Le bras robotique ne travaille jamais seul. Selon les besoins des agriculteurs, on peut fixer des dizaines de bras robotiques au même châssis, lequel sera ensuite attelé derrière un tracteur qui parcourra les rangs de légumes à la recherche de mauvaises herbes.

Comment ce bras distingue-t-il une mauvaise herbe d’un légume cultivé ? Au moyen d’un outil d’IA qui contrôle les bras robotiques en voyant à travers la caméra.

Comment ce bras distingue-t-il une mauvaise herbe d’un légume cultivé ? Au moyen d’un outil d’IA qui contrôle les bras robotiques en voyant à travers la caméra. Pratiquement comme le ferait un humain, mais sans le mal de dos.

Cet outil d’IA évolutif, entièrement développé par l’équipe, est capable de s’adapter aux cultures qui grandissent, ainsi qu’aux mauvaises herbes qui changent constamment.

Désherbex est aussi ajustable selon la largeur des rangs et les dimensions du champ, puisqu’il est conçu par modules. C’est une des raisons pour lesquelles le producteur agricole Guillaume Cloutier voit « beaucoup de potentiel » dans cette technologie.

C’est d’ailleurs dans ses champs que l’outil conçu par l’entreprise de Sherbrooke a passé une partie de l’été.

Herbicides

L’objectif de Désherbex est d’effectuer un désherbage « plus tôt et plus vite », indique Simon Michaud. En adoptant cette façon de faire, on évite de mettre autant d’herbicides ensuite.

« La réduction de l’utilisation de pesticides, c’est 100 % ce qu’on prône dans les classes », explique Mathieu Leduc, agronome et chargé d’enseignement à la faculté de l’agriculture et de l’environnement de l’Université McGill.

Plusieurs raisons expliquent qu’on veuille restreindre l’emploi des pesticides. D’abord, plus les agriculteurs en utilisent, plus les plantes y deviennent résistantes.

Selon le répertoire Sage-Pesticides, du gouvernement du Québec, on recense au moins six mauvaises herbes résistantes au glyphosate, l’herbicide le plus vendu dans le monde.

Selon le répertoire Sage-Pesticides, du gouvernement du Québec, on recense au moins six mauvaises herbes résistantes au glyphosate, l’herbicide le plus vendu dans le monde.

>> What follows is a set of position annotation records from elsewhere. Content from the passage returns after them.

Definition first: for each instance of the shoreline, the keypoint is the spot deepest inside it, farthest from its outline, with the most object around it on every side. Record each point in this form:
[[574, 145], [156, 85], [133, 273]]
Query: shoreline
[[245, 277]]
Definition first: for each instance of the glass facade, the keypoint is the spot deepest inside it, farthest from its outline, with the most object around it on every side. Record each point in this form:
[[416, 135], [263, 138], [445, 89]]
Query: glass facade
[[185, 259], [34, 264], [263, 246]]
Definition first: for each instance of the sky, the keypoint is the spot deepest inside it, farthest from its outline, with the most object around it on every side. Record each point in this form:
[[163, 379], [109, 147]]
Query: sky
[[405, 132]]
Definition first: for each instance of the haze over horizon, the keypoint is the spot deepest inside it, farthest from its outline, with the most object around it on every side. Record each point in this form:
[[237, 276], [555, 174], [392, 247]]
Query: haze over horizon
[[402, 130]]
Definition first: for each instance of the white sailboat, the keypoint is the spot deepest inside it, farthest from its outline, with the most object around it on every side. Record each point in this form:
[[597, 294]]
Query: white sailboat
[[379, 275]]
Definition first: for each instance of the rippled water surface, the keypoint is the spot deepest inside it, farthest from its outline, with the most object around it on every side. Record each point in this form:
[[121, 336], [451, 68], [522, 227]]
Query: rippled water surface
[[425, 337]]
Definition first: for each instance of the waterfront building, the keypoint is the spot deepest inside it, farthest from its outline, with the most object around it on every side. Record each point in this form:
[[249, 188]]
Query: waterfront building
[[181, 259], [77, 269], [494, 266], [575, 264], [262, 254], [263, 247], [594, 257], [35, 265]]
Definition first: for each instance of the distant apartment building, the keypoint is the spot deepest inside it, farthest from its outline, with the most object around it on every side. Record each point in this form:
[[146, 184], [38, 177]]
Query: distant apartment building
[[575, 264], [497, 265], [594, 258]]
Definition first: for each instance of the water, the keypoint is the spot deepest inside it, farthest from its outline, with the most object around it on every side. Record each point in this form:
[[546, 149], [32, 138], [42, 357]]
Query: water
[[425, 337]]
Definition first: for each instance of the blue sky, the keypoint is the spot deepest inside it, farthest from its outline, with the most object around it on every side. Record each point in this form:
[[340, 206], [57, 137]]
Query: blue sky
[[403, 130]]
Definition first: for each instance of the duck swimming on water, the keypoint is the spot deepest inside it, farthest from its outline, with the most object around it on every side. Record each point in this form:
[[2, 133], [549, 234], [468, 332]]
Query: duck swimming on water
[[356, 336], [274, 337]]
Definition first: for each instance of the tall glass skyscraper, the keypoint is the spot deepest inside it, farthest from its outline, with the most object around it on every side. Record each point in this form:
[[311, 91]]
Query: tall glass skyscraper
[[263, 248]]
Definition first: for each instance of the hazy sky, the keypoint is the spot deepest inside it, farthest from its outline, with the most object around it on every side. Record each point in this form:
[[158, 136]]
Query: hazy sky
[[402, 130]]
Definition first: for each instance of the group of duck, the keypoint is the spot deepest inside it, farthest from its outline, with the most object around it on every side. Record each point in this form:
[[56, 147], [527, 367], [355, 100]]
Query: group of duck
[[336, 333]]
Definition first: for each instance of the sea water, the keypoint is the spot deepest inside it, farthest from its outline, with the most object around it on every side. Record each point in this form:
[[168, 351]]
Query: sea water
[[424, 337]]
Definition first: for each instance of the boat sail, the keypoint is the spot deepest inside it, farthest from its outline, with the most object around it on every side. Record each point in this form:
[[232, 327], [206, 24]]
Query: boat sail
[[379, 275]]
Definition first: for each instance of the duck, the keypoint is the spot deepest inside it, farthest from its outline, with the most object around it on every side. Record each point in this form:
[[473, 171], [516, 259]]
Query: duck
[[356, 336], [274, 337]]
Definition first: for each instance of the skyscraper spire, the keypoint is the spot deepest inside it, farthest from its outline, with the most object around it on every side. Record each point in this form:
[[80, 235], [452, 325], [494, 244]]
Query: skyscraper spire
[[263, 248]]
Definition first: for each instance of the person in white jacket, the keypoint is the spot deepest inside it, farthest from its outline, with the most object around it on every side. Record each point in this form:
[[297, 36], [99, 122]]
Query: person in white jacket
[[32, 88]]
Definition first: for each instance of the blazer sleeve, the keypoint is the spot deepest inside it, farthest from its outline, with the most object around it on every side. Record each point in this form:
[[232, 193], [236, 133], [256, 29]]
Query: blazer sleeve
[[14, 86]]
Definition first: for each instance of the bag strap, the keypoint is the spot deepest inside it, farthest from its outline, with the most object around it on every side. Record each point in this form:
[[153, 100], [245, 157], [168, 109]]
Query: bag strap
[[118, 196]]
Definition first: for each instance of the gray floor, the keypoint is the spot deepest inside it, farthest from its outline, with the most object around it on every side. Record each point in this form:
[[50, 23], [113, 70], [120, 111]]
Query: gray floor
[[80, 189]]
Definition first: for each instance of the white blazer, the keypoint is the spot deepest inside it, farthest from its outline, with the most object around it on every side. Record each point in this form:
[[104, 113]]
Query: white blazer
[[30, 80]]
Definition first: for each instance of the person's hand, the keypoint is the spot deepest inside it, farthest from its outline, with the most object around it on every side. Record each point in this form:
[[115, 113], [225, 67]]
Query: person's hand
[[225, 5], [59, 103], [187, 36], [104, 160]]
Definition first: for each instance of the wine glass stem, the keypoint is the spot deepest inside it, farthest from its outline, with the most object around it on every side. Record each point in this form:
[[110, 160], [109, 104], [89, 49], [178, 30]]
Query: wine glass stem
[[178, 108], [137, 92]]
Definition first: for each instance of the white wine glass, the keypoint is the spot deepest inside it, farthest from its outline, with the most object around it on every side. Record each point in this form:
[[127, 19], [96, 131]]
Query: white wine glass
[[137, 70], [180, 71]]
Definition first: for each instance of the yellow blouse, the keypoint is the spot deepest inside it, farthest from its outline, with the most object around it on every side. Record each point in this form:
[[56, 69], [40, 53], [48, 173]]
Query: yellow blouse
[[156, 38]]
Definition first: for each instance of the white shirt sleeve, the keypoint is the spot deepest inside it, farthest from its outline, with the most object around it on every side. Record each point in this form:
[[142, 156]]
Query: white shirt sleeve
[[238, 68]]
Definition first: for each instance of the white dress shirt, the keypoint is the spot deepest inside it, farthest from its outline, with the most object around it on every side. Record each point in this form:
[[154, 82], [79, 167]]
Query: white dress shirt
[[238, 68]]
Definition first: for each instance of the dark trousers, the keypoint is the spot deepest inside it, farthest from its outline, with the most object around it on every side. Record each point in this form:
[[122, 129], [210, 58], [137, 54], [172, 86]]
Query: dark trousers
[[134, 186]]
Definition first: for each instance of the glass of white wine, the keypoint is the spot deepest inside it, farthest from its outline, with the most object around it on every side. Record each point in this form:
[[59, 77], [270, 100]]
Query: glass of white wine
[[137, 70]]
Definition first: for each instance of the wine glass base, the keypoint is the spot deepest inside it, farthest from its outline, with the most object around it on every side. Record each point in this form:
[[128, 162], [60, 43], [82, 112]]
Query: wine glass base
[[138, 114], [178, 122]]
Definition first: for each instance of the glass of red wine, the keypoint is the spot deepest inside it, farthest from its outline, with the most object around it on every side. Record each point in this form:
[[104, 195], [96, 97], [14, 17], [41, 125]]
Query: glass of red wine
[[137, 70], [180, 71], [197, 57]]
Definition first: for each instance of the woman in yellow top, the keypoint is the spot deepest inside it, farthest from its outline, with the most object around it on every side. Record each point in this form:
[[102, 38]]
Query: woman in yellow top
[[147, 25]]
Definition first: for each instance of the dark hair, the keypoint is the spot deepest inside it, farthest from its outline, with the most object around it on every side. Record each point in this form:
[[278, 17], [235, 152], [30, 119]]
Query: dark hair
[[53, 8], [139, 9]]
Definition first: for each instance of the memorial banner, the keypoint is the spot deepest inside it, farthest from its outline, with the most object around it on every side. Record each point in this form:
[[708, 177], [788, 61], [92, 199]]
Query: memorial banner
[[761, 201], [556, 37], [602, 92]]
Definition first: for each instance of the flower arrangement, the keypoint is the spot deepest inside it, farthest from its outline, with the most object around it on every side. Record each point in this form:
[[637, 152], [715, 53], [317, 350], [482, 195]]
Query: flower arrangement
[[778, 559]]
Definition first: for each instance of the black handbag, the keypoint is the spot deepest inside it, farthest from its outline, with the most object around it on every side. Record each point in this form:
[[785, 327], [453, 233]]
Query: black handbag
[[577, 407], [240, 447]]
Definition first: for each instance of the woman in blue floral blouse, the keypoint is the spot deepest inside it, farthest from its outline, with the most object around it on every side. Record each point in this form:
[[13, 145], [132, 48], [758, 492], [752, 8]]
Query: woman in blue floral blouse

Mathieu Leduc compare leur utilisation à celle d’antibiotiques. « Quand le médecin sait qu’on a une infection, il prescrit l’antibiotique. On ne donne pas des antibiotiques toute l’année. »

Ensuite, leur utilisation représente un risque pour tous les travailleurs qui y sont exposés. Particulièrement pour ceux chargés de diluer le produit concentré dans le solvant et pour ceux qui retournent dans le champ après l’épandage.

Danger accru avec les changements climatiques

Les plus grands effets néfastes, encore peu connus, des herbicides sur l’écosystème surviennent lorsque les produits sortent des champs et atterrissent dans les forêts, les cours d’eau et la nappe phréatique, explique l’agronome.

Par effet de drainage, c’est lorsqu’il y a de forts vents et des pluies intenses qu’on trouve le plus de pesticides dans la nature.

« Depuis quelques années, nos précipitations, au lieu de tomber sur une semaine, tombent sur deux heures, s’inquiète Mathieu Leduc. Avec les changements climatiques, les évènements météo sont rendus de plus en plus intenses. »

Simon Michaud espère que Désherbex pourra « changer les habitudes et réduire les couches et les types d’herbicides utilisés » en offrant une solution efficace et moins coûteuse aux fermiers.